携帯基地局、撤去される

杉久保南、椿地蔵バス亭付近の畑に囲まれた中に10年前に建てられた携帯基地局が2月19日撤去されました。10年間経ち、地主が再契約を結ばなかったことによります。

2011年秋に、電磁波の健康被害などを考える地域住民が携帯会社に対して説明会を求め、3回ほど事前説明会が開かれ、海老名ネットも参加しました。設置基準や周辺住民への事前説明は国や会社の基準に則っていることや電話が通じにくいとの声もあるとして、住民の納得・合意もないまま携帯基地局は建てられ稼働しました。

その時集まった人たちを中心に、「携帯基地局による健康被害を考える会」が発足し海老名ネットも参加しました。この電波塔は、稼働直後から近隣住民の健康被害問題を引き起こしました。耳鳴り・頭痛・頭鳴・鼻血・肩こりなどからイライラ・倦怠感などです。毎月1回土曜の夜の会合では、電磁波・健康被害について学習しました。そして、市民対象の電磁波学習会を実施しました。また、携帯会社や市役所の測定器による地域の電磁波測定をしました。携帯基地局設置に関する条例を市民活動から作り上げた、鎌倉市の活動に学ぼうと鎌倉ネットを訪問しました。こうした活動から得た情報を地域住民へ提供するチラシ・会報を作り、各戸へ配布しました。そして、海老名市の条例制定へ向けて、2016年9月市議会へ請願書を提出しました。請願議員として議会で市民活動をサポートしましたが、成立には至りませんでした。しかし、2018年4月施行「住みよいまちづくり条例」に鉄塔などを建設するときは業者が事前に近隣住民への周知が義務付けられ一応、会の目的は達成できたとし、解散しました。

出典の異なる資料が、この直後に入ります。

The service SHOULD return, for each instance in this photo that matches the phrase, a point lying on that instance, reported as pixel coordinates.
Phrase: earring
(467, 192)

この10年間の経緯を振り返ると、携帯基地局のアンテナが撤去されることは感慨深く朗報です。電波環境を良くするためにと土地を提供した地主さんは、地域住民の健康被害をアピールする活動により、再契約に応じなかったと推測します。10年かかりましたが、声を出し続けていくことの大切さを学びました。

2月19日3人の作業員が、アンテナ設備の取り外しをしていました。ここを撤去したら、新たな場所に建てるのかと聞いたら、基地局の性能が良くなったのでその予定はないとのことでした。新たな電磁波被害地域を出さないことに、一安心しました。窓を開けると基地局のアンテナが見えるだけでも心的な圧迫感を10年間受けていらしたのだと、高い鉄塔を見ながら感じました。「今日の青空のように心も晴れた。」と一緒に活動してきた地域の方。

今後は、高速大容量の5Gが、100~200メートル間隔で基地局を作るだろうことを危惧します。特に学校の校舎内は、子どもたちが被害の対象です。電磁波過敏症の方が増える中で、予防原則でこの問題にあたっていくことが必要です。これからも、生活の中の問題を、地域住民と共に社会へ発信し、解決に向けていきます。